Keith
Emerson & Dr. Robert Moog 1970
Last year at the Moog Fest in New York to celebrate
the great man's creation, Bob found a quiet corner in my
dressing room. He sat munching an apple while watching
me warm up on a practice keyboard that was turned around
with the keys facing away. I had to lean over the
instrument in order to play it in such an irregular and
awkward position. Bob sat observing what was so
obviously an impractical exercise without saying a word.
Finally he said, "Do you always practice like that?"
Without thinking I replied that I did. This answer
didn't seem to phase him one bit. He didn't ask any
further questions on the subject maybe because he'd got
an answer that he expected. It led me to thinking that
that's the way he worked.
Being at one with his creation, he might have expected
it to work for him. But it was a completely different
thing to find musicians great or small, all over the
world, using his invention to greater effect. I think he was
often overwhelmed by that fact. And what about the theremin? A box with a couple of aerials that could
frighten anyone of a nervous disposition when waving
one's hands around it! It could play the notes that were
between all the other notes!! I mention all this because
Bob seemed unwavered faced by either a tough road or an
easy one. He'd trod most of them with "Amazing Grace"
and humor! He had a great loud uninhibited laugh that
always made me feel comfortable. It made itself very
audible when I first met him in London in 1970. It was
well known then that the Heathrow baggage handlers (not
being avid gardeners) treated suitcases with the same
respect as a sack of cow shit. Having successfully
retrieved his luggage it therefore amused him greatly to
notice that left, going round and round on the conveyer
belt, was just a handle with the baggage tag still
attached...and somebody actually claiming it without
complaining.
I was very excited when
Bob attended an early 70's ELP concert for the first
time and had him sit on stage and out of view of the
audience behind my speakers. This is a story that Bob
loved to tell:
"...Keith had invited me to come wherever backstage
was. He and I piled into his mandatory limousine and we
went through the mud, rocks and broken glass-which is
what you expect to find underneath the tracks of a New
York City Subway train-onto a soccer field. He got out
with the rest of the group and they walked onto the
field up to this wooden platform stage out by one goal.

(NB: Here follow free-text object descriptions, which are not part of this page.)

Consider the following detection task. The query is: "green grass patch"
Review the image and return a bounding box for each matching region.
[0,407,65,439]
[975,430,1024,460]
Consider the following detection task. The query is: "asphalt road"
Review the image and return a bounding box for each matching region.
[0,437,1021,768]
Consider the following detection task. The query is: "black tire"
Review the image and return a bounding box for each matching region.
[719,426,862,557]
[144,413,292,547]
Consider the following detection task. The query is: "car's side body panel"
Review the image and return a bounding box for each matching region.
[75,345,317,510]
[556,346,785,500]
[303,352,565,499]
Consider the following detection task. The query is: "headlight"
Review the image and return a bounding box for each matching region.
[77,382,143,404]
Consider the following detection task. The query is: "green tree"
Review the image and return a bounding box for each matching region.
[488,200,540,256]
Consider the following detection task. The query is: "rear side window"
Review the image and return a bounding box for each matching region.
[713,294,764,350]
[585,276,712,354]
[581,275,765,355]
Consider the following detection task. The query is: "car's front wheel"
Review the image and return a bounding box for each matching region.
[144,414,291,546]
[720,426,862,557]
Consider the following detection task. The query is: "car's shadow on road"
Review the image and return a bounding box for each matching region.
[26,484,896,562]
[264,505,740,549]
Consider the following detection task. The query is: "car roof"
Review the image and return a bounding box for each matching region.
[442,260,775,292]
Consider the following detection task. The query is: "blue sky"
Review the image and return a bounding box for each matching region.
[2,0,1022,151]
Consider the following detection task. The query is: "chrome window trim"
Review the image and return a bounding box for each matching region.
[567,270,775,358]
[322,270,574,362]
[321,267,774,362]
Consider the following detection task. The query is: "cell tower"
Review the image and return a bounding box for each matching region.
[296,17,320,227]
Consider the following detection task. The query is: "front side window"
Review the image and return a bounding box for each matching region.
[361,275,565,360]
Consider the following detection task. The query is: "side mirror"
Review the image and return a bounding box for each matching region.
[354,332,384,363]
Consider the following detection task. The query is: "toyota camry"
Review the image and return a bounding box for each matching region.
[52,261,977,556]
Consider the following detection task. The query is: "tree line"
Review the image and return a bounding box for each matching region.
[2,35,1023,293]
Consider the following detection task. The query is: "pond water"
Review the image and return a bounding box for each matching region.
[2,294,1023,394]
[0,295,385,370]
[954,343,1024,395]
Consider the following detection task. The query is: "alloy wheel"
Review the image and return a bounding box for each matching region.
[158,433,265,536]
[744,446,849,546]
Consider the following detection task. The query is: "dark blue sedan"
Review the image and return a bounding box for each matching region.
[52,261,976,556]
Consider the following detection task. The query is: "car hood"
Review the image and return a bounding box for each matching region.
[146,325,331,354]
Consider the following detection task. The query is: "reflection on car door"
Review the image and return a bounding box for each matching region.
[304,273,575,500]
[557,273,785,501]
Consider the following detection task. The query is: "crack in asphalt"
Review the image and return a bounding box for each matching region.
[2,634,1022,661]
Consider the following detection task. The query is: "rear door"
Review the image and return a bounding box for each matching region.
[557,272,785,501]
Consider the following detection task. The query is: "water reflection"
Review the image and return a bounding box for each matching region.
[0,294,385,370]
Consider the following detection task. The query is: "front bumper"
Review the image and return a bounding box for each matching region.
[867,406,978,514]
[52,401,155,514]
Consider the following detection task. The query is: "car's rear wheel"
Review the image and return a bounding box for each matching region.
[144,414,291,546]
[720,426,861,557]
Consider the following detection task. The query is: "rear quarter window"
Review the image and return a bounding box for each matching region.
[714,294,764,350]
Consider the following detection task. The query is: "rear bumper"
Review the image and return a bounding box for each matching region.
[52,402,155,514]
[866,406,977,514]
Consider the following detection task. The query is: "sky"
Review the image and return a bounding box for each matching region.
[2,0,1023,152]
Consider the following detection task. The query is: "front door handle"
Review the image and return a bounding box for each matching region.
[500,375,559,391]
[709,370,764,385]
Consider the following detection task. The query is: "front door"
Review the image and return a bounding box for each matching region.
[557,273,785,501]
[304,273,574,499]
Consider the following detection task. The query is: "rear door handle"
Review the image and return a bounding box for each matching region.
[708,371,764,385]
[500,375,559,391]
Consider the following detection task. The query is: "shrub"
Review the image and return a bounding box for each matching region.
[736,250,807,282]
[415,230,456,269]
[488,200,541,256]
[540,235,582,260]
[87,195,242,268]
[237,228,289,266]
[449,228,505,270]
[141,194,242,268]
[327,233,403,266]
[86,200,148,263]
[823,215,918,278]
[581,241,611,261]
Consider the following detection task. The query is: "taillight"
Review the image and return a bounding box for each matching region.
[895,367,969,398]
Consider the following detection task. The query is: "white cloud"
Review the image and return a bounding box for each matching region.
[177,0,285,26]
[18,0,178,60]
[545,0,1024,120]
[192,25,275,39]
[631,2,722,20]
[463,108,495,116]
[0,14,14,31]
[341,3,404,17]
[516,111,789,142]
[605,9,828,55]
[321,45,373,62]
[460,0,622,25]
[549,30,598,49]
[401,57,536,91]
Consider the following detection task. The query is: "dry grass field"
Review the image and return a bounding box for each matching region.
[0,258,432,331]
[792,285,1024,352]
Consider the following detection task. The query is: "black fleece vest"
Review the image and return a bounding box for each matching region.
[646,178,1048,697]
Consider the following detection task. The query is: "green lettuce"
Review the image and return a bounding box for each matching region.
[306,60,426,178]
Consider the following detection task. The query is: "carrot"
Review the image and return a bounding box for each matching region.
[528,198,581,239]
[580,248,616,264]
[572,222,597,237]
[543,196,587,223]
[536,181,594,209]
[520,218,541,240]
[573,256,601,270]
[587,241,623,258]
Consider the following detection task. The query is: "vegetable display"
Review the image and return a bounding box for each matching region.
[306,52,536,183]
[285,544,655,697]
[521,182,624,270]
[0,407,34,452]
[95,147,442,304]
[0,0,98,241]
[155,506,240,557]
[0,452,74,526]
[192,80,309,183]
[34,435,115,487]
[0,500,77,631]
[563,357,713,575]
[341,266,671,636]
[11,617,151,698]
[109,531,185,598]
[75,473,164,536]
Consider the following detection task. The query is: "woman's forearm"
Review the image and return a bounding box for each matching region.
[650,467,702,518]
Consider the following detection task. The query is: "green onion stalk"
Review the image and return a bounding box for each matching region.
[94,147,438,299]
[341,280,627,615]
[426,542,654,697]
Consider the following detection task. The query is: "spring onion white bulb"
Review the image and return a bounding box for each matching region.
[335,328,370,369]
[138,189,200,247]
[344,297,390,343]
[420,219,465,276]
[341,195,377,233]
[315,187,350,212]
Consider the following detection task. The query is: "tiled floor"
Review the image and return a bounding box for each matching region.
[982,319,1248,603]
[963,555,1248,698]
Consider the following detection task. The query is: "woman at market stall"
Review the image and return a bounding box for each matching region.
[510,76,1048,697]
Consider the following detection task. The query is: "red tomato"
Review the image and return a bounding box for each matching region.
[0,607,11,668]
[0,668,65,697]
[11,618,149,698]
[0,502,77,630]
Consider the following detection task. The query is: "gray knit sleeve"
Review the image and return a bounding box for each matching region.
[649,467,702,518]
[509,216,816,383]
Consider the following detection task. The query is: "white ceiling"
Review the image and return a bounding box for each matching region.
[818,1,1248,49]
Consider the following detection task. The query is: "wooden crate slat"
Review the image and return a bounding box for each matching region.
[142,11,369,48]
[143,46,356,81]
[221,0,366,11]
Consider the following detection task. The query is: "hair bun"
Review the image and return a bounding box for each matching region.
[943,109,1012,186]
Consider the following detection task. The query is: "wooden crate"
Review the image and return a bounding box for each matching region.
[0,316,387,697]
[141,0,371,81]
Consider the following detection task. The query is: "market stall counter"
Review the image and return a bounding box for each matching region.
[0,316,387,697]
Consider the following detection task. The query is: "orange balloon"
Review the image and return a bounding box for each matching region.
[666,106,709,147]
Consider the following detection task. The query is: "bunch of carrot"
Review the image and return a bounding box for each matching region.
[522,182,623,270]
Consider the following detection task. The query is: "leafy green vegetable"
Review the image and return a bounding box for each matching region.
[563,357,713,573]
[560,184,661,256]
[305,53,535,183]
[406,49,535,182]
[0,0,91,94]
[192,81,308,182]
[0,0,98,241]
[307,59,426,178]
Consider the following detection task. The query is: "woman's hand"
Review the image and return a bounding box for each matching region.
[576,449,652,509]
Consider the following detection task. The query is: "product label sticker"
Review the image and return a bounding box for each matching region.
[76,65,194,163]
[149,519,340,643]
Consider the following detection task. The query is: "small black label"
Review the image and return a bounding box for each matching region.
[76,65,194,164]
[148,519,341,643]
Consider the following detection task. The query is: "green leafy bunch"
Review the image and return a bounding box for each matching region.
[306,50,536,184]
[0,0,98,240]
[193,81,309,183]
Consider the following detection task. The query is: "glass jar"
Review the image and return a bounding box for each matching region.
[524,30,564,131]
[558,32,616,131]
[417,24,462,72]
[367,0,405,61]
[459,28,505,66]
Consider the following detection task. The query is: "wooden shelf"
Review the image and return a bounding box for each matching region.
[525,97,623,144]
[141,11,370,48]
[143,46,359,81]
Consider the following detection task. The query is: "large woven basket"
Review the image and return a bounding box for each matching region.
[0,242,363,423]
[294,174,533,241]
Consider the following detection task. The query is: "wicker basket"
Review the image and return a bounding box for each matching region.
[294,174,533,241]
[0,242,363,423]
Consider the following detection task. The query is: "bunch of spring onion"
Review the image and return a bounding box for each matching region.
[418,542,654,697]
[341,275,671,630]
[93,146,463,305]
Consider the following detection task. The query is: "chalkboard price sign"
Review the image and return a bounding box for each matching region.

At the end of the field, there was a line of ten or
twelve portajohns. There were about 10,000 young males
packed in there. I don't remember any seats; people were
just trampling on the soccer field. That's where I saw
Keith do his number with the organ and knives, with
pieces of keys flying off.
Lo and behold, who
should I meet there but a customer friend of mine,
Gershon Kingsley. Gershon was a successful middle-aged
professional studio musician...Anyhow, I meet up with
Gershon by the row of portajohns, and he's completely
disorientated and freaked out. Behind us, you can smell
the shit and piss and the doors to the johns are banging
open and closed. And in front, here's this guy throwing
an organ around, making keys go flying off, and making
the instruments scream. All of a sudden, Gershon
shrieks, 'This is the end of the world!'"
Dr.
Robert Moog
Well, Bob, it's not
the end of the world. As you
created my sound with your creation, I will continue to
define it with my definition... God Willing!